Bundesgerichtshof:
Beschluss vom 6. November 2000
Aktenzeichen: AnwZ (B) 1/00

Tenor

Die sofortige Beschwerde des Antragstellers gegen den Beschluß des 1. Senats des Anwaltsgerichtshofs des Landes Nordrhein-Westfalen vom 1. Oktober 1999 wird zurückgewiesen.

Der Antragsteller hat die Kosten des Beschwerdeverfahrens zu tragen und der Antragsgegnerin die ihr dort entstandenen notwendigen außergerichtlichen Auslagen zu erstatten.

Der Gegenstandswert für das Beschwerdeverfahren wird auf 100.000 DM festgesetzt.

Gründe

I.

Der Antragsteller ist seit 14. Mai 1973 zur Rechtsanwaltschaft zugelassen. Durch Verfügung vom 19. April 1999 -dem Antragsteller zugestellt am 22. April 1999 -widerrief der Präsident des Oberlandesgerichts D. die Zulassung wegen Vermögensverfalls (§ 14 Abs. 2 Nr. 7 BRAO). Gleichzeitig ordnete er die sofortige Vollziehung dieser Verfügung an.

Mit Schriftsatz vom 20. Mai 1999 -beim Anwaltsgerichtshof am selben Tage eingegangen -hat der Antragsteller die gerichtliche Entscheidung beantragt. Durch Beschluß vom 1. Oktober 1999 -dem Antragsteller zugestellt am 21. Dezember 1999 - hat der Anwaltsgerichtshof den Antrag zurückgewiesen. Dagegen wendet sich der Antragsteller mit seiner am 26. November 1999 eingegangenen sofortigen Beschwerde.

II.

1. Obwohl der Antragsteller, der auf die Teilnahme an der mündlichen Verhandlung nicht verzichtet hat, dieser ferngeblieben ist, war der Senat nicht gehindert, in der Sache zu entscheiden.

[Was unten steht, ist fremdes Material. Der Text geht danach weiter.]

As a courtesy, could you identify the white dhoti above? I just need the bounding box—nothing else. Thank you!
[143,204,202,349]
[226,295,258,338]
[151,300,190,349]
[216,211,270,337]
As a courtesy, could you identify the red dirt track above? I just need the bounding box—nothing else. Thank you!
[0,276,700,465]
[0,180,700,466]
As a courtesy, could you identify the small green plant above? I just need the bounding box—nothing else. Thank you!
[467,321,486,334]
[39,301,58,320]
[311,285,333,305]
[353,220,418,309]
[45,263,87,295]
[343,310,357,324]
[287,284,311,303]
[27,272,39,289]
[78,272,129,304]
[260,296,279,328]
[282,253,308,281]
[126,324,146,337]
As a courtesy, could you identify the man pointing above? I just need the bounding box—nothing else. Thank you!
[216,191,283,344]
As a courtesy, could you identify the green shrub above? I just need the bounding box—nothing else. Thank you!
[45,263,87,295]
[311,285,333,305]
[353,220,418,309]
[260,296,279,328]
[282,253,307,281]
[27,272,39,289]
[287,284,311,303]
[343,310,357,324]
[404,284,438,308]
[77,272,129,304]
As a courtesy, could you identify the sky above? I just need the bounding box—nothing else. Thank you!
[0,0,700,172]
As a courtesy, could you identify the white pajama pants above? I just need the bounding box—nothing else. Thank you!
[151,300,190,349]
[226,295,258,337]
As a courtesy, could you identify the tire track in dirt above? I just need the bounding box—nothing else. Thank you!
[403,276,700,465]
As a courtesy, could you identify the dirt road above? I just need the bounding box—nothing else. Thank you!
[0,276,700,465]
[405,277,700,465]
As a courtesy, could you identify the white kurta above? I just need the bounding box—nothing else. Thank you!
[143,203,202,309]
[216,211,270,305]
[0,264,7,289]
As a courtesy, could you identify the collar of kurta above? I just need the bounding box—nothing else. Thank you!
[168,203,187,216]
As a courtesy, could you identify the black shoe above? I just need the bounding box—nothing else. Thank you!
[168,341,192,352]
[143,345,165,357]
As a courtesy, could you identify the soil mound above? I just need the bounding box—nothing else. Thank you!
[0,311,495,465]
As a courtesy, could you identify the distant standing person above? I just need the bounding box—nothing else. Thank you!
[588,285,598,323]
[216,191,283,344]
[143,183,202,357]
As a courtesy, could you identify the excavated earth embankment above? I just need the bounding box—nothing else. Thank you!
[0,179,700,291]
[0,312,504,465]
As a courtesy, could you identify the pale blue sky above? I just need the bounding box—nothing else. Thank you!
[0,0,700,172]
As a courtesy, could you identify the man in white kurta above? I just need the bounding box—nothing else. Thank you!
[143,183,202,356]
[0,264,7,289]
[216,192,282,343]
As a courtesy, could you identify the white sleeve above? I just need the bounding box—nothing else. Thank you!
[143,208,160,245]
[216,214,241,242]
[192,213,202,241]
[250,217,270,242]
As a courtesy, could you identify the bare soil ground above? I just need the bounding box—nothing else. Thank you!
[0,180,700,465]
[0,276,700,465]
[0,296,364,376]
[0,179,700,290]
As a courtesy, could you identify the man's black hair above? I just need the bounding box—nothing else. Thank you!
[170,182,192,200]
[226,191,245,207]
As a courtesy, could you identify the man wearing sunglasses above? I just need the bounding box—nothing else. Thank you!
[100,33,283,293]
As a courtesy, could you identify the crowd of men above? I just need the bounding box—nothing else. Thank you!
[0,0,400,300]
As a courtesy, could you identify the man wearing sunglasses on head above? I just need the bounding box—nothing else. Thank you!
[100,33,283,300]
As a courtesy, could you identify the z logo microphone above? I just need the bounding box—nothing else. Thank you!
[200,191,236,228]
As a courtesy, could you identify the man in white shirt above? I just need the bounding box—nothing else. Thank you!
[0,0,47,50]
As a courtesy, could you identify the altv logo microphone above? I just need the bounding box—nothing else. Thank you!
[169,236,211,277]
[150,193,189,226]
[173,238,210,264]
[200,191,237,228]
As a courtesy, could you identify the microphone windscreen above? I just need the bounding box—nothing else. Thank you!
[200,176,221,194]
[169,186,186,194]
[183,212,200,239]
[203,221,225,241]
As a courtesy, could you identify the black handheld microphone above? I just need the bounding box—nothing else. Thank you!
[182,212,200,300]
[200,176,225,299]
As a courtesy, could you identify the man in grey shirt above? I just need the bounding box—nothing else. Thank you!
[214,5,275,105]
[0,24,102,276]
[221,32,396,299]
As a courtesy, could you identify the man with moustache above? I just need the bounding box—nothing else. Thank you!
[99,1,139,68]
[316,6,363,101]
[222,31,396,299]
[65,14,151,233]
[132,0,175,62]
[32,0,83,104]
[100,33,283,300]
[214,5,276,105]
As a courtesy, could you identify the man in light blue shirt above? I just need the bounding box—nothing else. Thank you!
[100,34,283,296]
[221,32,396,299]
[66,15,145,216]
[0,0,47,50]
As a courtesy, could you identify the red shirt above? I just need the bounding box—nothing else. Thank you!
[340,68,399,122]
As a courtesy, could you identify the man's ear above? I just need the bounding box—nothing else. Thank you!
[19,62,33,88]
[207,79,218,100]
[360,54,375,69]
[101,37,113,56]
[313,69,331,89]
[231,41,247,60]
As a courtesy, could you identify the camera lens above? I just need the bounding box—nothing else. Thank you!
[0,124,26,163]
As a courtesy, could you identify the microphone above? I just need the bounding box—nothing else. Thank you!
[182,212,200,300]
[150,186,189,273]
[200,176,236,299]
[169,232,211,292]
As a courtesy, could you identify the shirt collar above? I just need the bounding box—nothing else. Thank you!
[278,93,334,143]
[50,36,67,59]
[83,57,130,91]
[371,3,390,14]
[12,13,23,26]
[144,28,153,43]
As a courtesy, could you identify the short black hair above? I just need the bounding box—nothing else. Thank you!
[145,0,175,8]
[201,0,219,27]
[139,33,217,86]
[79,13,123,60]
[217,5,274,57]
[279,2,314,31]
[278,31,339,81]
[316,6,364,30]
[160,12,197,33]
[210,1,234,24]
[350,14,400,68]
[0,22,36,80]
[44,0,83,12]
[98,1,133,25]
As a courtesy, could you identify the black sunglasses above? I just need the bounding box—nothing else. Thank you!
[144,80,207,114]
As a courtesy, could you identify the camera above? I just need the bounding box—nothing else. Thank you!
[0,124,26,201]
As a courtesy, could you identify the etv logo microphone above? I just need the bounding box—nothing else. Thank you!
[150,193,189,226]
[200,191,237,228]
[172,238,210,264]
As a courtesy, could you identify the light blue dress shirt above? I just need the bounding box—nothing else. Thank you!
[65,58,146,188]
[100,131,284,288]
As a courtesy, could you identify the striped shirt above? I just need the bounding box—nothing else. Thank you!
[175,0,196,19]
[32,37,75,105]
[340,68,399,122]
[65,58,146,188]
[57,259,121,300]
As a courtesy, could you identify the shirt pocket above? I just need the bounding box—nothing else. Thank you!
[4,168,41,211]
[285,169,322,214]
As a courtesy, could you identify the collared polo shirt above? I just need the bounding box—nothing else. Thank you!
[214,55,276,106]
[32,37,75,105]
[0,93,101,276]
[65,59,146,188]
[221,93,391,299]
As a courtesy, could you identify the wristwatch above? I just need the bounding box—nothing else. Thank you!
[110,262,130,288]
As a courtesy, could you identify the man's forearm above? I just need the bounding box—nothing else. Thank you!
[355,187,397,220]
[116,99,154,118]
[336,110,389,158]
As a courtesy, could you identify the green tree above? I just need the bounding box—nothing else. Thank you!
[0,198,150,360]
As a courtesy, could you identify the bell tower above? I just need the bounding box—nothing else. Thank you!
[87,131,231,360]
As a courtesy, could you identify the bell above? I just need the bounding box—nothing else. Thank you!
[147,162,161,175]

Denn der Antragsteller hat nicht glaubhaft gemacht, daß er am Erscheinen verhindert war. Am Terminstag -6. November 2000 -erreichte den Senat um 9.45 Uhr ein Fax, mit dem der amtlich bestellte Vertreter des Antragstellers mitteilte, daß sich dieser "heute morgen wegen einer schmerzhaften Magen- und Darmerkrankung in ärztliche Behandlung ins Krankenhaus" habe begeben müssen. Nähere Angaben fehlten. Ein ärztliches Attest war nicht beigefügt. Erst mit Schriftsatz vom 9. November 2000 reichte der Antragsteller ein solches nach. Dieses lautet:

"Herr ... (der Antragsteller) ist aufgrund einer eingehenden endoskopischen Untersuchung für heute, 6.11.2000, arbeits- und dienstunfähig."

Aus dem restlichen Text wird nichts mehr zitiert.